Targeting And Distribution

  • The Lure: Attackers exploit the high demand for AI productivity tools by publishing “look-alike” extensions in the Chrome Web Store.
  • Impersonation: These malicious tools emulate the branding, permission prompts, and UI of legitimate extensions to deceive users.
  • Cross-Browser Reach: Because Microsoft Edge supports Chromium-based extensions, a single malicious listing can compromise users across both Chrome and Edge ecosystems.
  • Automation: In some instances, “agentic browsers” were observed automatically downloading these extensions without explicit user approval due to their convincing descriptions.

Data Collection Capabilities

The primary objective of this campaign is long-term, persistent data exfiltration.

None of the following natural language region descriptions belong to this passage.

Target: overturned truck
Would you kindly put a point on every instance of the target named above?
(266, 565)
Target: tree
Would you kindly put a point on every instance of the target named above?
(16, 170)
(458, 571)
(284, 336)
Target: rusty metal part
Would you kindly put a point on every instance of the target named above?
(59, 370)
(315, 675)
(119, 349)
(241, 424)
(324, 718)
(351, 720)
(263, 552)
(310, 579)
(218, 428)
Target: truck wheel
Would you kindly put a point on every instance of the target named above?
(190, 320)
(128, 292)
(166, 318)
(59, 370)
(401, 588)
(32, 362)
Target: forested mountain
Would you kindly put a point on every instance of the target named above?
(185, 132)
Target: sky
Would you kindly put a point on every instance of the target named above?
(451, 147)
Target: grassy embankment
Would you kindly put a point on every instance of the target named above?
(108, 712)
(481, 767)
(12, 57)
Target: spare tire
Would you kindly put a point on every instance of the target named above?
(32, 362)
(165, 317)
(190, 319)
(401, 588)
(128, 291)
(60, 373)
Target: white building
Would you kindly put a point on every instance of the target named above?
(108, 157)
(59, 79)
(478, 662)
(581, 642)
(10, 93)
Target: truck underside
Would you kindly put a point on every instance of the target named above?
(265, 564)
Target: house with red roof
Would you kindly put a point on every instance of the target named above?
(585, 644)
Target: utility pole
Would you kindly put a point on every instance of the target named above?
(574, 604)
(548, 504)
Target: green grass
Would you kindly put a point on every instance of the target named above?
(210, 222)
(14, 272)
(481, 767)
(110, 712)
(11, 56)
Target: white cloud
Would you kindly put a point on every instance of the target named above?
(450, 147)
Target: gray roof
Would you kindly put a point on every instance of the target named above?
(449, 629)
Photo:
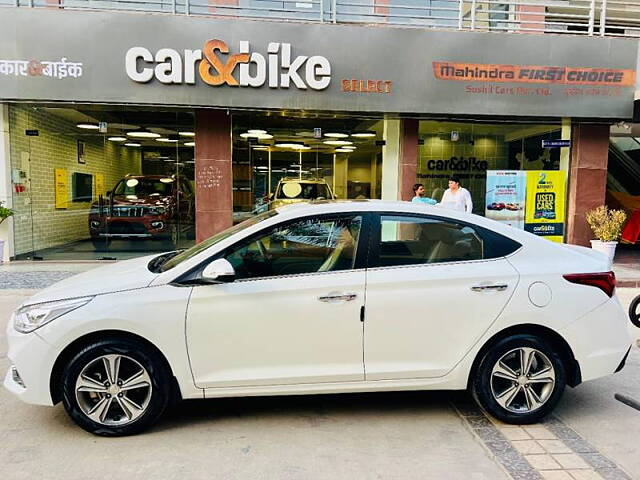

  • LLM Content Harvesting: The extensions capture full chat content including prompts and responses from platforms such as ChatGPT and DeepSeek.
  • Browsing Telemetry: Background scripts log nearly all visited URLs, including internal company sites and navigation context (previous/next pages).
  • Sensitive Data Exposure: This activity risks the leakage of proprietary code, internal strategic discussions, and confidential workflows.

Operational Techniques

  • Persistence: The threat does not use traditional malware techniques; instead, it relies on standard browser behavior where extensions automatically reload upon startup.
  • Evasive Consent: While users might initially decline data collection, subsequent updates to the extension are designed to automatically re-enable telemetry by default.
  • Stealthy Exfiltration: Collected data is staged locally in Base64-encoded JSON format and transmitted in periodic batches via HTTPS POST requests.
  • C2 Infrastructure: Communication is directed to attacker-controlled domains, including deepaichats[.]com, chatsaigpt[.]com, chataigpt[.]pro, and chatgptsidebar[.]pro.
  • Anti-Forensics: After successful transmission, the extension clears local buffers to reduce on-disk artifacts and limit visibility to security investigators.

Recommendations

  1. Conduct a full inventory of browser extensions across the organization using tools such as Browser extensions assessment in Microsoft Defender Vulnerability Management.
  2. Apply strict policies to block or remove unverified or side-loaded extensions, particularly those with the following IDs:
    • fnmihdojmnkclgjpcoonokmkhjpjechg
    • inhcgfpbfdjbjogdfjbcigolkmhnocop
  3. Educate employees on the risks of side-loaded or unverified productivity extensions. Furthermore, encourage end-users to review their currently installed extensions in Chrome or Edge and remove any they do not recognize or trust.
  4. Ensure Microsoft Defender SmartScreen and Network Protection are enabled on all endpoints.
  5. Monitor network POST traffic to the extension’s known endpoints (*.chatsaigpt[.]com, *. deepaichats[.]com, *.chataigpt[.]pro, *.chatgptsidebarp[.]pro) and assess impacted devices to understand scope of data exfiltrated.
  6. Create and enforce formal organizational procedures regarding the approved use of AI tools and the installation of third-party assistants.